About the Arts
"Expressions of Divine Beauty" at D'Alessandro Fine Art
By Rose Safran
YORK - York artist/gallery owner Anthony D'Alessandro is on the board of directors of The Marial Museum of Sacred Art, a St. Augustine, Fla., museum operated by the Order of St. Mary, the Virgin of Augsburg.The order was founded in 1988 of the European Lutheran High Church Movement. The museum was established to provide a spiritual space for the order's collection of sacred art, which has been growing. Its mission is to bring "... people of different cultures, philosophies and points of view together, of working towards consensus and cooperation instead of conflict."
Although the order is Paris-based, it was decided to establish its museum in America to obtain a broad, multi-cultural audience, according to Bishop H. W. M. Tajra, who was present at the opening.
An objective of this relatively new museum is to renew the ancient tradition of the sacred arts by stimulating public interest in such art through outreach. To accomplish this, the museum mounts occasional exhibitions by contemporary artists who produce religious themed art; this exhibition, "Expressions of Divine Beauty," organized by D'Alessandro, carries out that mission.
In addition to inviting national and international sacred art artists to exhibit here, D'Alessandro invited local artists to submit works with a religious or sacred art theme. Hence, the exhibition encompasses art by Seacoast area artists such as Michael Walek, Roz Fedeli, Edouard Langlois and Gloucester's Bruce Herman along with work by artists from great distances. Only one work, a small fragmented 18th-century icon, has been brought from the museum's own collection - representative of the collection, itself.
This, then, is a wildly diversified exhibition in which subtlety meets boldness, brilliant colors join soft toning, gentleness abuts harshness, modernity contrasts with classicism.

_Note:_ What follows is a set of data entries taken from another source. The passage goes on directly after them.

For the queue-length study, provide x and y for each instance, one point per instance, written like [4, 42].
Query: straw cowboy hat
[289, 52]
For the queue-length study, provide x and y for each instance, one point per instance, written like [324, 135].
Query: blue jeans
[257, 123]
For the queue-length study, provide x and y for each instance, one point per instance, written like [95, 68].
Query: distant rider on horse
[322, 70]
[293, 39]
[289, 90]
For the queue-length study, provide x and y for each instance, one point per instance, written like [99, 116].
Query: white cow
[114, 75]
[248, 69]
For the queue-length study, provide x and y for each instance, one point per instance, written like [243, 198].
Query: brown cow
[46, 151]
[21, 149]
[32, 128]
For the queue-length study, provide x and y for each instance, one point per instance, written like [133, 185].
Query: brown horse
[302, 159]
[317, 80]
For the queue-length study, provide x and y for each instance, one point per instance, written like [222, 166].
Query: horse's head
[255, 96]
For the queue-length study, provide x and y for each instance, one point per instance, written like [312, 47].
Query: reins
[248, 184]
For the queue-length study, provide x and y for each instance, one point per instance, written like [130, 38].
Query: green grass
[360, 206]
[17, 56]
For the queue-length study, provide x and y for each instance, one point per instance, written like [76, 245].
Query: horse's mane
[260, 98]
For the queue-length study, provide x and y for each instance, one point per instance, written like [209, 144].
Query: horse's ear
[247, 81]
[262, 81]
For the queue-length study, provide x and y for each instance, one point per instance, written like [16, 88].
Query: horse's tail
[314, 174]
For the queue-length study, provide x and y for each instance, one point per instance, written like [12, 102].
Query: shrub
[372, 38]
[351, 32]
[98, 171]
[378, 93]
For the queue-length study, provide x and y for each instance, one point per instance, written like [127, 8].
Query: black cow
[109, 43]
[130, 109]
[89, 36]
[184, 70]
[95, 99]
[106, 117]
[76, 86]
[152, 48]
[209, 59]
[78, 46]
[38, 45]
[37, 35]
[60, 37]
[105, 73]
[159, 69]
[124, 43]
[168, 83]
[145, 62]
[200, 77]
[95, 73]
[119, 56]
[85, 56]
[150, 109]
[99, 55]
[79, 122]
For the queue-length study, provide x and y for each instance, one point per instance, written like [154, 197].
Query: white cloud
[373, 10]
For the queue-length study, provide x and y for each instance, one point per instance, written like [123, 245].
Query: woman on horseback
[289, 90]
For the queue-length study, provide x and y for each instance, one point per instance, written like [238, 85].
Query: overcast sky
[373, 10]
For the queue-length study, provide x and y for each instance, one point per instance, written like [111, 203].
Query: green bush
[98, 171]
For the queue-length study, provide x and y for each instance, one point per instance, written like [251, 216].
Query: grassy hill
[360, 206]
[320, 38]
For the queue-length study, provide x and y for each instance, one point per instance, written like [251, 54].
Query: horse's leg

Certainly a departure from art normally encountered in coastal southern Maine, this sacred art exhibition includes diverse art styles and religious subjects. Among the latter are spiritual landscapes, portraits and figures of saints, a suggested sanctuary.
Noted were a portrait by Jean Troemel of the late Pope John Paul II, many interpretations of the Virgin Mary and Child, including Linda Brand's symbolic mother and child encased in a white web, Byzantine-style icons created by Columbian artist Fernando Arango Fernandez, small icons in the Russian tradition by New Hampshire artist Marina Nazarova Forbes and a mini-shrine with altar, saints including St. John the Baptist and the little Indian, Lily of the Mohawks - a "blessed," not yet a saint - created by New Hampshire theatre-director/producer Edouard Langlois, who specializes in creative figurines and masks.
These, along with other contemporary approaches to sacred art, offer a new and diversified look at this ancient art tradition. Additionally, the beautiful setting of the sweeping marshland landscape beyond the gallery-barn offers a spiritual experience in itself. The show runs through Sept. 4 at D'Alessandro Fine Art, 270 Cider Hill Road. Hours are Thursday through Saturday, 11 a.m. to 5 p.m.